The Montparnasse Tower in sight
On March 31, the Montparnasse tower will close. More than half a century after its inauguration, the only skyscraper in inner Paris (until the delivery, planned for this summer, of the Triangle tower) will be the subject of a titanic project planned until the end of 2030 and estimated at more than 650 million euros. Objective: save the building marked by time and offer it a new destiny. Will this be enough to change the way we view this much-criticized tower?
A decision from above
At the turn of the 1950s and 1960s, the overhaul of the Maine-Montparnasse district envisaged for around twenty years took shape. Many streets marked by time, where artists from the Belle Époque and the Roaring Twenties met, are razed.

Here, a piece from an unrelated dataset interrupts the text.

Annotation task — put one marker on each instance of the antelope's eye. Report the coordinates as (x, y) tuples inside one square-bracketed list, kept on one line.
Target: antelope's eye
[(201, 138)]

André Malraux, then Minister of Culture, said: “Paris can rejoice! The Chaillot hill has the Trocadéro; the Place de l’Etoile, the Arc de Triomphe; the Montmartre hill, the Sacré-Cœur; the Sainte-Geneviève mountain, the Pantheon; Montparnasse will have its belfry! » Even if the planned tower is an entirely private project, it responds to a new vision of the capital. It will dominate a shopping center and a concrete slab emblematic of this decade, which also saw the La Défense district emerge from the ground.
The movie The unknown of the Grande Arche (2025), which returns to the project decided by François Mitterrand in 1983, clearly illustrates the desire of politicians to leave their mark on town planning.
Modern monolith
For Georges Pompidou, Prime Minister during the genesis of the project: “The great modern city comes down to the tower. » The context is competition between Western metropolises. On April 4, 1973, the twin towers of the World Trade Center were inaugurated in New York, new totems of triumphant capitalism.
On June 18 of the same year, the All-Paris political and economic community welcomed on the 59th floor the completion of the tallest office skyscraper in Europe (210 m). It will remain so for almost twenty years.
“The building certainly arrives twelve months late, but nothing starts the celebration, not even the first oil shock which promises to be a bad omen. The fact remains that it is too late to backpedal,” note Michèle Leloup and Sylvie Andreu in The Montparnasse Tower 1973-2013.I love you… me neither (Ed. La Martinière, 192 p.; out of print).
“Urban heresy”
“The most beautiful view of Paris is at its summit: it’s the only place where you can’t see it!” » The formula of the writer Tristan Bernard (1866-1947) about the Eiffel Tower (before it conquered the hearts of the French) has been applied for more than fifty years to the Montparnasse Tower. In 1973, its construction led to the creation of the SOS Paris association. Its current president, Christine Nedelec, believes that “the tower has broken the urban balance and dynamited the atmosphere of the neighborhood”.
In response, in 1977 the Paris Council limited the height of office buildings to 37 m. A ceiling raised in 2006, which made possible the construction of the Triangle tower (180 m) at the Porte de Versailles (pictured below). But this should remain the last Parisian skyscraper, the municipality having reestablished the limit of 37 m. A horizon that SOS Paris intends to defend, refusing to allow verticality to impose its law.
Seven projects for the 21st century
In 2017, the seven finalist projects for the transformation of the tower were presented at the Pavillon de l’Arsenal in Paris. Everyone aimed to make the building an architectural and environmental reference for the 21st century. That of the Nouvelle AOM collective (created in June 2016 to respond to the competition, it is made up of three agencies: Franklin Azzi, ChartierDalix and Hardel Le Bihan architects) convinced the co-owners of the building with “a modern vision, bringing a new dynamic for the neighborhood”.
Only the central concrete structure will be preserved. A clear, bioclimatic glass facade will replace the original dark and opaque envelope. The first 14 floors will be widened. The tower will accommodate different uses: offices, tourist site still with the observatory on the 56th floor and its terrace at the top… supplemented by an agricultural greenhouse. Another new feature: a panoramic hotel located between the 42nd and 45th floors.